Samsung Display, the display-making affiliate of Samsung Electronics, will launch a flexible display for smartphones that can be folded in half, a senior company executive said.
"We will secure production capacity of 30,000 to 40,000 [flexible displays each month] by the end of next year," said Lee Chang-hoon, vice president of business strategic team, Samsung Display, during Samsung Investor Forum 2014 in New York. "There will be no company [except Samsung] that has this great production capacity by 2016.
"We plan to provide consumers with a product that has a flexible display by the end of the year. However, nothing has been decided on the finished product," added Lee.
Samsung Electronics is planning to expand its product line of flexible-display smartphones following the warm reception of the Galaxy Note Edge, which has a curved display that wraps around its side. Samsung Display is currently expanding production capacity of its A3 line, which produced the curved display for the Edge.
Lee also said that the company is planning to lower production costs of AMOLED, which is currently more expensive than LCD, to lure more customers.
"One of the superior things about AMOLED is that [because it has no backlight] it can become cheaper to produce compared to LCD. We are prepared to compete directly with LCD," he said.
"AMOLED is similar in price to LCD, but better capability wise. We are confident that more people will buy AMOLED," he added.
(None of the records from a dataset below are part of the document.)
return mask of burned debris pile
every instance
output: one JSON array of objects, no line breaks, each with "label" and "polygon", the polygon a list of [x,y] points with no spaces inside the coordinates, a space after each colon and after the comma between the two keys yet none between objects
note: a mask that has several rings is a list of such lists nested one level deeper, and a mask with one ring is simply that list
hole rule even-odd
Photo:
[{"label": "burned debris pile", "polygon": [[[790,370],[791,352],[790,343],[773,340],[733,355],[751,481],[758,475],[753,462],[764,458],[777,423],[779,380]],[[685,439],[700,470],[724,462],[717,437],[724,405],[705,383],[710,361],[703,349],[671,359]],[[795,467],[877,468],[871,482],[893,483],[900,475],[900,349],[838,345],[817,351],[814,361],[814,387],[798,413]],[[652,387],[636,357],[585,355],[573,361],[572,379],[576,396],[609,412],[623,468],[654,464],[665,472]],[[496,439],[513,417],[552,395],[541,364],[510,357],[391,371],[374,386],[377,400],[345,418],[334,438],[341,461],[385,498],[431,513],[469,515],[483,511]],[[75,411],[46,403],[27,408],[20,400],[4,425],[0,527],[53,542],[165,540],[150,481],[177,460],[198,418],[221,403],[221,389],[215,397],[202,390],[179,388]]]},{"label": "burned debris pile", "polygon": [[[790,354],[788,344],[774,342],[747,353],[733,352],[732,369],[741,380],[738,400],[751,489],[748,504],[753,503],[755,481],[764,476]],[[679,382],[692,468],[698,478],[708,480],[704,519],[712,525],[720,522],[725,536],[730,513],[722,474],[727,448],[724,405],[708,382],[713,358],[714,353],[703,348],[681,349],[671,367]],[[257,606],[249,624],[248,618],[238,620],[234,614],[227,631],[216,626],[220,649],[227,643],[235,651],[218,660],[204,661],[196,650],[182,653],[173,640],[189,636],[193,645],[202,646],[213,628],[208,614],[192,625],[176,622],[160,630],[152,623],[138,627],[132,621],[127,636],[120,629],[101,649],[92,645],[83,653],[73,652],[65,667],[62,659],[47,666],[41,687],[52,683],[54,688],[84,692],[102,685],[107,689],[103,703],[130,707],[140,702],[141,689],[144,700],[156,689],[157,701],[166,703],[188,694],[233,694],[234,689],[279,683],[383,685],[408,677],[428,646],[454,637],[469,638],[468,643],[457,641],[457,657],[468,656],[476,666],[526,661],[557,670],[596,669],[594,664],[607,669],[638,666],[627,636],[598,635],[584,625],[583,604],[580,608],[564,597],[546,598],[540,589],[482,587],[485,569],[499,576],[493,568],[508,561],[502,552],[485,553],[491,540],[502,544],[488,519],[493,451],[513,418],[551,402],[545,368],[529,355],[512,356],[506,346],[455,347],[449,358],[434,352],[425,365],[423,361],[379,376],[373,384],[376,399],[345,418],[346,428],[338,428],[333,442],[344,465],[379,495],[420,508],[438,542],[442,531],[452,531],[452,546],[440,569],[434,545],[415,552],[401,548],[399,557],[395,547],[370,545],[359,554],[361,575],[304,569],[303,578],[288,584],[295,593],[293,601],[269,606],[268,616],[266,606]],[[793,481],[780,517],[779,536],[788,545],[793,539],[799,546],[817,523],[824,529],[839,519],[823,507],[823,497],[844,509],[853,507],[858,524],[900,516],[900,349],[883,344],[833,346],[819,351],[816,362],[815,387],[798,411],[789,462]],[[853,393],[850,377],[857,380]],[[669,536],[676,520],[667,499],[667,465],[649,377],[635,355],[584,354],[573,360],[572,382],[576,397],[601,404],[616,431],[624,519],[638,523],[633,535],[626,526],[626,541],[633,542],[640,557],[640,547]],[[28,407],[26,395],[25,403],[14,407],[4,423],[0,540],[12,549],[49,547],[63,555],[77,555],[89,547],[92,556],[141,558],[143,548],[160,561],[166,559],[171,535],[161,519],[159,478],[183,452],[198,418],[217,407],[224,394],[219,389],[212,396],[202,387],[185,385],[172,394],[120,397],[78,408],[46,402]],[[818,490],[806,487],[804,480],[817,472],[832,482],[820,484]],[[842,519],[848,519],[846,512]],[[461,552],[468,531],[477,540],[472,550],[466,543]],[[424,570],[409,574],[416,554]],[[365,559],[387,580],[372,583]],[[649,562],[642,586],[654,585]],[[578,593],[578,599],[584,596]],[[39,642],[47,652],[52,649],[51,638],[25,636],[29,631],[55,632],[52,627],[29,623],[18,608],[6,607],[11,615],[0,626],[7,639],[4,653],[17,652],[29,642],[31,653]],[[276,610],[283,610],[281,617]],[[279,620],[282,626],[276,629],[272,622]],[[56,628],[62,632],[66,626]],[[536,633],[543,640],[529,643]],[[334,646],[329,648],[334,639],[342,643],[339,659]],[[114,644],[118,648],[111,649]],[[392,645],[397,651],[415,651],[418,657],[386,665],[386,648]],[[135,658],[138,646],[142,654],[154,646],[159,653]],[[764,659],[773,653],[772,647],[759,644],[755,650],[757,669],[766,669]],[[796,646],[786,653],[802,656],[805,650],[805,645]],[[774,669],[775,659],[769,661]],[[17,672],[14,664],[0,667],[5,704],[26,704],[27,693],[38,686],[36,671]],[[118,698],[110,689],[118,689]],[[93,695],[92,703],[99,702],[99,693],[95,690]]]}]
Samsung Display will also lower reliance on its big brother, Samsung Electronics, by increasing the market for its AMOLED.
"Within three years, we will balance captive account and outside account to 50:50. We will be able to increase volume [sold to others] comprehensively," he said.
"In 2015, we will lower the number of smartphone models by one fourth to one third compared to this year," said Robert Yi, senior vice president and head of investor relations at Samsung Electronics, during Samsung Investors Forum 2014.
Many have pointed out in the past that Samsung launched too many different models, deterring the establishment of proper product identities and weakening its brand image.
Samsung has also recently ceded its top place in China to local handset maker Xiaomi as it reacted belatedly against price-competitive low- to mid-end handsets. The South Korean tech giant recently released its Galaxy A series phone in China, intended to reclaim its lost market share.
"[Lowering the model number] will allow us a chance to lower the prices of [remaining models] through mass production," said Yi. "In low- to mid-end products, price is the most important, and for high-end products, it is innovation."
The executive also took the chance to throw jabs at Xiaomi.
"They are a mysterious entity. I don't know where they create profit," said Yi about its main competitor in the world's second-largest market. He also questioned whether Xiaomi could maintain the same strategy of saving costs by selling and promoting its goods exclusively through online channels.
"They have created a good user experience that caters for the needs of Chinese consumers," he said. "But I don't know if it will work outside of China."
Yi also vowed more innovation for the higher end of the smartphone market.
"For high-priced smartphones, innovative factors such as flexible display will be important," he said.
Lee Chang-hoon of Samsung Display, also at the forum, hinted at a possible multi-edged smartphone that may succeed the Galaxy Note Edge.
"Consumers' preference will decide whether one side will become the band, or either sides. We are prepared to make customised designed products based on consumer needs," he said.